María se siente salvada, siente dentro de sí al Espíritu Santo, siente las maravillas que Dios hace en ella. Desde su sencillez, humilde, canta. Y las generaciones venideras cantarán su alabanza por los siglos. Su gozo y su donación sublime a Dios nos llegan hasta hoy.

El Señor “hace proezas con su brazo”, dice María en su canto. Él también hace cosas extraordinarias en nosotros. Ha sacado lo mejor de nosotros. Pese a ser limitados y pecadores, toda persona tiene algo de Dios, incluso aquellas que no entendemos, que no nos caen bien, o a quienes rechazamos. Cada criatura ha sido hecha a imagen de Cristo y lleva dentro la semilla de Dios.

Humildad para recibir sus dones

Cuántas cosas inmerecidas hemos recibido de Dios, cuántas cosas hemos hecho con su fuerza.

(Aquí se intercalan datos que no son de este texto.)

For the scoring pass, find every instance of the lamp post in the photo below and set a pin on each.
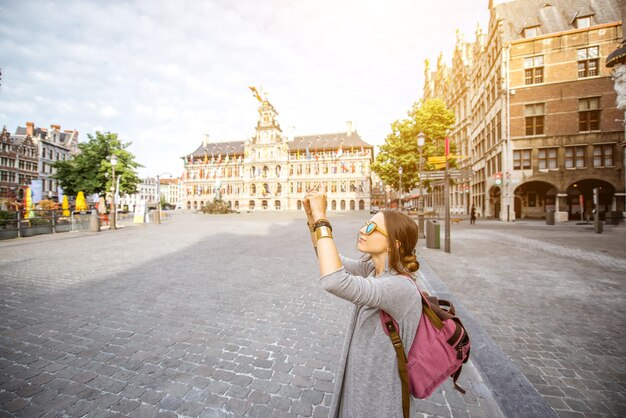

No neguemos que todo lo bueno que hacemos es porque Dios, de algún modo, ha actuado en nosotros.

Los soberbios de corazón, los que creen ser mejores, los que siempre piensan tener la razón, los prepotentes, los que se aferran a la pedantería espiritual, todos estos se alejan irremediablemente de Dios. La gran fuerza de Dios no es su poder, sino su humildad, su sencillez.

Enaltece a los humildes y colma a los hambrientos, continúa el Magníficat. La Iglesia también ha de colmar de bienes espirituales a la gente hambrienta de Dios. Y de bienes básicos a aquellos que los necesiten, si nadie más lo hace. Si la Iglesia no hace esto, ¿quién lo hará?

En María se culmina la esperanza de la promesa de Cristo. En ella también se dan cumplimiento las promesas del Antiguo Testamento a Abraham. Los cristianos somos herederos de la cultura semita que recibe Jesús, también recibimos esa promesa.

En esta fiesta, cada verano, María nos visita. Miles de pueblos lo celebran. Pese a la paganización de las fiestas, y a que muchas personas ya no conocen su sentido cristiano, nuestra cultura, nuestro calendario, gira entorno a María. Pero María está más allá del calendario: está viva en lo más hondo de nuestro corazón.